C’est pourquoi, depuis déjà plus de 18 mois, praticiens et rédacteurs d’actes juridiques attendent la publication du décret qui doit préciser les conditions d’application de ce nouveau dispositif. Selon certaines sources, un projet a déjà été soumis aux ministères concernés et sa publication serait désormais imminente.
Dans cette perspective, nous avons exposé ci-après les grandes lignes de cette règlementation :
Le droit de préemption urbain institué par la loi n°2005-882 du 2 août 2005 n’a pas vocation à s’appliquer de manière générale.
Dès lors, et afin de pouvoir en bénéficier, les conseils municipaux doivent préalablement avoir délimité un périmètre de sauvegarde du commerce et de l’artisanat de proximité au sein de leur commune, aux termes d’une délibération motivée.
Lors de chaque cession, les rédacteurs d’actes de cessions devront veiller à interroger la commune du lieu de la cession sur l’existence d’une délibération du conseil municipal instaurant un périmètre de sauvegarde du commerce et de l’artisanat de proximité.
Ainsi, pour toute cession de fonds de commerce, de fonds artisanaux ou de baux commerciaux situés dans ce périmètre, le cédant devra, à peine de nullité de la cession, adresser à la commune concernée une déclaration préalable détaillant le prix ainsi que les conditions de la cession.

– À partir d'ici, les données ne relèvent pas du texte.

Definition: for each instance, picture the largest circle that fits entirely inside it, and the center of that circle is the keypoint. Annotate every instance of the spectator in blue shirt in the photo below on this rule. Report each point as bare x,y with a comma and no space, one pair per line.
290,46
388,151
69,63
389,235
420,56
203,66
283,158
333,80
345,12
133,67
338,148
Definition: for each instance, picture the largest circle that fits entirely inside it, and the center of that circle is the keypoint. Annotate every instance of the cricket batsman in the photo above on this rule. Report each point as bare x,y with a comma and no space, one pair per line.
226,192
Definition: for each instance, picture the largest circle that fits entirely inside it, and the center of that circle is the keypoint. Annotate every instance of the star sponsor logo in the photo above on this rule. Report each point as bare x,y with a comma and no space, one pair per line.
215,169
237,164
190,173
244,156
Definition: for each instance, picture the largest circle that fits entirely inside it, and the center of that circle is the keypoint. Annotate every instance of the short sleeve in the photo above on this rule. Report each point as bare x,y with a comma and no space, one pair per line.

La cession ne respectant pas ces formalités pourra être annulée pendant un délai de 5 ans à compter de la date de la cession.
Le silence de la commune pendant le délai de deux mois à compter de la réception de la déclaration vaut renonciation à l’exercice du droit de préemption et le cédant peut alors réaliser la vente aux prix et conditions figurant dans la déclaration, à l’issue de ce délai.
En cas d’exercice du droit de préemption, la loi précise que dans le délai d’un an à compter de la cession, la commune doit rétrocéder le fonds ou le bail commercial à une entreprise immatriculée au registre du commerce et des sociétés ou au répertoire des métiers en vue d’une exploitation destinée à préserver la diversité de l’activité commerciale et artisanale dans le périmètre concerné. Concrètement, cela signifie que la commune a un an pour trouver un repreneur, commerçant ou artisan.
Cependant, la loi ne prévoit pas l’hypothèse où la commune ne parviendrait pas à trouver un tel repreneur…
De nombreux praticiens, organisations professionnelles et professionnels du droit ont exprimé leurs craintes sur ce dispositif qui semble, en l’état, se heurter à la réalité économique du monde des affaires.
Il est souvent opposé qu’entre la date d’exercice du droit de préemption par la commune et la rétrocession du fonds à un repreneur potentiel, ledit fonds se sera certainement considérablement dévalorisé.
Par ailleurs, le cédant dans l’attente de la régularisation de la cession n’en percevra pas le prix. Quant au cessionnaire d’origine, il perd une opportunité d’acquérir un fonds ou un bail commercial choisi.
Enfin, les communes devront manier avec précaution l’exercice de ce nouveau droit afin notamment d’anticiper le risque de devoir indemniser le cédant de la perte de tout ou partie de son fonds resté inexploité pendant plusieurs mois, dans l’éventualité où elle n’aurait pas trouvé de repreneur dans les délais.
Si certains ont pu espérer que les dispositions instituant ce nouveau droit de préemption tomberaient dans l’oubli, il semble aujourd’hui confirmé qu’il sera bien mis en place dans les termes du décret d’application attendu.